Em certas circunstâncias, o próprio acto de acreditar é uma mentira que se impõe quando os crentes se mostram predispostos a aceitar opções que desafiam a estrutura mais básica do raciocínio lógico (a tal de fé que não necessita de provas).
O vídeo que mencionaste é uma interpretação possível para o que eu disse aqui: "É possível não revelar a verdade sem afirmar directamente a mentira? É."
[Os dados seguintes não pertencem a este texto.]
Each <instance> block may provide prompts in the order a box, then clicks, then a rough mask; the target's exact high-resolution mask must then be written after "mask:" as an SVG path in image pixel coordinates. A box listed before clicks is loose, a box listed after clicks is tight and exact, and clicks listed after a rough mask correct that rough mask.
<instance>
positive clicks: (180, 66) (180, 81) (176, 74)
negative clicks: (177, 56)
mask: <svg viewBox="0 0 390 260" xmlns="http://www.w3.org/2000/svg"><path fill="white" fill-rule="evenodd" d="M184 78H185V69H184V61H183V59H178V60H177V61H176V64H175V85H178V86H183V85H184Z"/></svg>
No estado absoluto dos acontecimentos, não existe mentira nem verdade, porque uma é consequência da outra e para que raio servirão as duas onde as coisas são o que são? É na perspetiva subjetiva daquilo a que chamamos "realidade" que a verdade e a mentira acontecem. Neste mundo faz-de-conta, a "realidade" é uma ilusão. Quem é que nos garante que isto é diferente de uma história inventada? És tu que dizes "não importa se o que acreditamos não é verdade, importa apenas que a crença sonhadora nos sirva melhor do que os factos da realidade". Pois bem, acrescentaria ainda que importa muito mais a forma como acreditamos do que aquilo em que acreditamos. E acreditar pode alterar a realidade. E de que maneira... a mentira tem essa capacidade? e a verdade?
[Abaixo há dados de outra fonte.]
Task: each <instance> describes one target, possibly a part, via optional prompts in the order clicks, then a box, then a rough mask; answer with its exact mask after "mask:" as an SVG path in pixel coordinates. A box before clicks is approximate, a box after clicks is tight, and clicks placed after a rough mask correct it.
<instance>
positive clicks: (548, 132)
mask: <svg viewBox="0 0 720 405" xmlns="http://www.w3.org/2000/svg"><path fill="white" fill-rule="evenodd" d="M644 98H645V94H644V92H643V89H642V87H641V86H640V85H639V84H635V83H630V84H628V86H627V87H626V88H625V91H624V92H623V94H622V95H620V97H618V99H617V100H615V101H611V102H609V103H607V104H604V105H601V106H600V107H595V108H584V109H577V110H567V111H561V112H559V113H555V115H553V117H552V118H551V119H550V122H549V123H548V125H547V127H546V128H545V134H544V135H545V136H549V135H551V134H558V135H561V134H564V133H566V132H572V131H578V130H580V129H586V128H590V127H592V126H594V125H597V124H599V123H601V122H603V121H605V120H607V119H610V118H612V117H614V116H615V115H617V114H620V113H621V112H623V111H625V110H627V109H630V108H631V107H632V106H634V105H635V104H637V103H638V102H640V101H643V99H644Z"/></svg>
A realidade não é subjectiva, mas sim a nossa interpretação da realidade. Isto que acabei de dizer pode ser verdade ou mentira, dependendo da interpretação de quem ler. No entanto, qualquer que seja a interpretação, não altera a realidade absoluta (as coisas tal como são, independentemente do conhecimento de quem interpreta), e apenas influencia a realidade relativa (a interpretação que se faz das coisas apreendidas). A verdade e a mentira não são consequência uma da outra, mas sim a recusa uma da outra (os tais extremos). Pedra será sempre pedra, mesmo que um observador a interprete como pau. Mas, então, e uma árvore fossilizada? É pedra ou pau? Quem quiser, que interprete como entender, a ver se isso altera a constituição molecular do fóssil. Afinal, o que sei eu? Todas as coisas que eu disse, até aqui, podem ser mentira (o que, ironicamente, fará com que algumas coisas sejam verdade... ou não... ou sim... ou não...).
Mas que grande embrulhada! Para todos os efeitos, não conhecemos a realidade sem ser pelo nosso interface, dá ser sempre subjetiva.
Consequência ou recusa, a verdade anda sempre de mãos dadas com a mentira, que só fazem sentido nesta "realidade relativa", subjetiva ou whatever. Posto isto, esqueçamos a tal da realidade perfeita, absoluta, objectiva e concentremo-nos no que temos, pode ser?
Estive a ver os extras do dvd da "Invenção da Mentira" do Gervais e há uma espécie de prequela passada na pré-história que reproduz o momento exato em que ocorre a mutação genética no cérebro do homem das cavernas que muda o curso da humanidade para sempre. Gosto imenso do caráter rigoroso e altamente científico desta alegoria (não consigo largar a ironia). O "gene da mentira" foi essencial na escalada evolutiva, tanto que hoje em dia não existe alguém que não o tenha. Pode-se é evitar dar-lhe mau uso. Porque também dá para fazer coisas produtivas, como imaginar, sonhar, e ironizar (esta até pode não ser das mais produtivas, mas é divertida e uma boa dose de diversão ajuda na produtividade).
Só estou aqui para provocar conflito (ahah). O resto são palavras, e as palavras podem ser aquilo que cada um quiser.